My sister is a change spender. This scheme would not work on her because of that.

I do the coin thing religiously. Don’t ask me why I started other than that big glass cookie jar was a convenient place to put change when I got home from work. When I roll it I usually get between $200-$300.

I also use the automatic deduction for savings. Happens once a month and goes from my checking account to another institution (where my investments are). From that account some goes to the kids funds and most to us. But the secret is that I set it up in such a way that I can’t get money out without speaking with my broker. No checks to draw on it…no ATM card to take money out…the only way I can get that cash out is to listen to my broker berate me for not saving.

It’s worked. I’ve only touched it once in 10+ years.

My mom is a “tucker”; she has tucked spare change away for years. With 4 kids and a husband contantly leaving change in pockets, she declared all money found in laundry or on the floor or in the vacuum bag was hers. Every so often, she’ll cash it in to buy gifts or go on vacation.

True story: Some friends of mine collected only silver change and bills for 7 years. They studiously never paid with exact change and all change, excluding pennies, was tucked into really large water bottles, about 4 feet tall. They filled up one or two of these a year. They finally cashed it all in and **bought ** a new car. A Chevy Malibu. Bought for spare change. :eek: Two months after buying the car, there was a knock on their door. It was the FBI, wondering where a dirt-poor country family suddenly had the funds to pay cash for a new car. (FBI thought they were money laundering.) They had to show them the jars, which were already beginning to accumulate change. The FBI finally believed them and left.

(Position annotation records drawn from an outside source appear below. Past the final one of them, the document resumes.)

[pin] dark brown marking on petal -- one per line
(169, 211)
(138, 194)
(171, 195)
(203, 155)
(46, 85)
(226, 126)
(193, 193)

It works for me, too, because I’m not a disciplined “saver”.
When I receive my paycheck, I round down to the nearest $50, and that’s what I deposit into my checking account. The rest (maybe it’s $2, maybe it’s $42) goes into savings. I’m not a disciplined “spender”, either, so I pay for the little day-to-day stuff with the bills in my pocket (ignoring the coins, so that they accumulate). At the end of the day, I dump those coins into a jar. When the jar gets full, I drop it off at the bank and ask the teller to deposit it in my savings account.
I don’t even consider the “leftovers” from my paycheck or the coins that I bring in as money. If I did, they would be spent and gone.
It’s working for my savings account, so far. Maybe I’ll be pleasantly surprised in a few years?